Türkiye'de sosyal medyaya bir kadın ismi düştü.
Yeliz Koray!...
Kocaeli'nde Koz adlı bir aylık dergi olduğunu da bu sayede öğrendik.
15 Temmuz'un destan niteliğini, tarihimize geçen destanlarla kıyaslayan yazısının başlığı, delikanlılığın erkekle özdeşleştirildiği toplumun, benim diyen delikanlılarının (!) bu süreçte dillendiremeyeceği cinstendi: "Yerim destanınızı"....

Tam da Meral Akşener'e Meclis'in en tepesinden yapılan teşbih (!) üzerine, yürekli kadın olmakla ilgili yazacaktım ki; delikanlılığın cinsiyeti olmadığını kanıtlayan bir yürekli kadın daha çıktı...

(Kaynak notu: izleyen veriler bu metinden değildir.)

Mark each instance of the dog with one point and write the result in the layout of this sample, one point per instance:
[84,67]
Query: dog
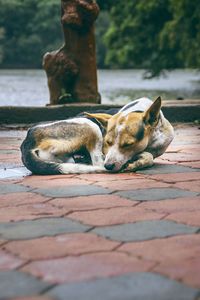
[136,135]
[64,147]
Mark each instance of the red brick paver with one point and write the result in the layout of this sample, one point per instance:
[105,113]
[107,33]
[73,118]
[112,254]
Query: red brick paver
[73,255]
[85,267]
[60,246]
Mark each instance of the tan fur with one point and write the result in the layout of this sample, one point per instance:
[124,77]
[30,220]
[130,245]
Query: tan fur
[131,136]
[87,139]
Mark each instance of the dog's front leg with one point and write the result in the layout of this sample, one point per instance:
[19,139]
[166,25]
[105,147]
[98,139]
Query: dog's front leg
[97,157]
[144,160]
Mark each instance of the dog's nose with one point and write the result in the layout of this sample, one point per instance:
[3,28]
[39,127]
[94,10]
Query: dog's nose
[109,167]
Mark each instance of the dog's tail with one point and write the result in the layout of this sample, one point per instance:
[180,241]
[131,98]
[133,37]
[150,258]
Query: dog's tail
[38,166]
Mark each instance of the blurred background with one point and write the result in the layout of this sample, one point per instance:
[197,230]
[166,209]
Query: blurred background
[144,48]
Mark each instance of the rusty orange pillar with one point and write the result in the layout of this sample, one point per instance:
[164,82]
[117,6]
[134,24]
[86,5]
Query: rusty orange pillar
[71,70]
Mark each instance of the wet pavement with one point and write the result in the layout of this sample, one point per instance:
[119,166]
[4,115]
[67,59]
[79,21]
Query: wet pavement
[102,236]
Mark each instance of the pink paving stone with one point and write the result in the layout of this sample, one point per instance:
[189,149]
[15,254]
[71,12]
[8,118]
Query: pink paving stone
[38,182]
[30,212]
[132,184]
[11,200]
[92,202]
[16,157]
[2,242]
[60,246]
[191,218]
[173,206]
[191,164]
[118,215]
[187,271]
[176,177]
[8,261]
[181,157]
[161,160]
[86,267]
[110,177]
[161,250]
[193,186]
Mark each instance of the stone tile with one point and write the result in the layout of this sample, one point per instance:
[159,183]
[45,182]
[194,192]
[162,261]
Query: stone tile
[173,205]
[181,157]
[8,188]
[86,267]
[167,169]
[190,218]
[144,230]
[163,250]
[118,215]
[30,212]
[22,284]
[132,184]
[193,186]
[59,246]
[110,176]
[188,271]
[134,286]
[92,202]
[39,228]
[43,182]
[12,200]
[34,298]
[154,194]
[11,171]
[73,191]
[191,164]
[173,178]
[8,261]
[2,242]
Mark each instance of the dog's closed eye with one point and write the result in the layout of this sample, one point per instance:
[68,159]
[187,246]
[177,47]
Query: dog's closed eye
[127,144]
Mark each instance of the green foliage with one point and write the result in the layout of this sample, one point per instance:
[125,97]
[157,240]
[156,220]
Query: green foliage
[150,34]
[154,35]
[31,27]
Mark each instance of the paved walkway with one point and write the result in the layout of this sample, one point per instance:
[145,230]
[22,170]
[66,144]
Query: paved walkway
[104,236]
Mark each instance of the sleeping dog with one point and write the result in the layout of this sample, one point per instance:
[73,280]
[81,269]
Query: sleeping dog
[134,136]
[137,134]
[54,148]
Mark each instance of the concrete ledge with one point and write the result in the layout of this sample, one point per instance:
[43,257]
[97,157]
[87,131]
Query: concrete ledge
[175,111]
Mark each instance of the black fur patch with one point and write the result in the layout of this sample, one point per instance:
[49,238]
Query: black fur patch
[129,105]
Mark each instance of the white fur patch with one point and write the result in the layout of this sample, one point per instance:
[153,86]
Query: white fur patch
[80,169]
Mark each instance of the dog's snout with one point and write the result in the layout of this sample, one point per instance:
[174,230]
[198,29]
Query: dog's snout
[109,167]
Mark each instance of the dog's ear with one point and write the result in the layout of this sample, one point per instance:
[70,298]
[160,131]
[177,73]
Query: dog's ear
[152,114]
[101,118]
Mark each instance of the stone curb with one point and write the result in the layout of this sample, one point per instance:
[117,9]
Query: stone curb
[176,111]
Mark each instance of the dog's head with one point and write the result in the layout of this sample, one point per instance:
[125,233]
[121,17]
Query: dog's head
[127,134]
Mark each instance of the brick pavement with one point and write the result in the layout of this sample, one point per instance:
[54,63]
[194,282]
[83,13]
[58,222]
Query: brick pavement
[102,236]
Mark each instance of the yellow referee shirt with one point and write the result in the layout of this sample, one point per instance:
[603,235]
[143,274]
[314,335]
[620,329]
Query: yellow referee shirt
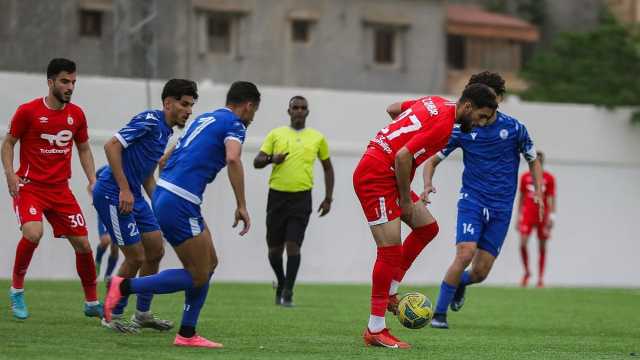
[295,173]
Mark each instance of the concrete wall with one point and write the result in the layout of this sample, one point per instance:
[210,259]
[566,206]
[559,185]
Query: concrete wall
[592,152]
[340,51]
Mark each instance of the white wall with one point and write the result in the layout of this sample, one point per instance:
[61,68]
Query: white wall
[592,152]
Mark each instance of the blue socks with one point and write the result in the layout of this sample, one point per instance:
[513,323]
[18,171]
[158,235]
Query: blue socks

Korkuyorlar Meral Akşener'den... Tüm baskılara karşın mücadele azmini yitirmeyişinden yılmış durumdalar. Yıldırmak istediklerinden talihsiz bir teşbihe sığınacak kadar yılgınlar... Kadınlar, evli oldukları eşlerinin soyadları yerine kendi soyadlarını kullanmak için mücadele verip bu hakkı yasal hak olarak almışken, önemli bir soru; neden böyle bir teşbihe ihtiyaç hissettikleri?!... Keşke hiç teşbih yapmasalar ve tek başına bir ordu yüreği taşıyan kadınları ağızlarına almasalar, oturdukları tepeler yerle bir olmasa... O tepeler kimselerin değil; hepimizin. Makam, mevki dediğimiz yerler, orada bulunanlara ait değil. Kurum kişiye bir şey kazandırmaz ama kişiler kurumlara kazandırır ya da kaybettirir.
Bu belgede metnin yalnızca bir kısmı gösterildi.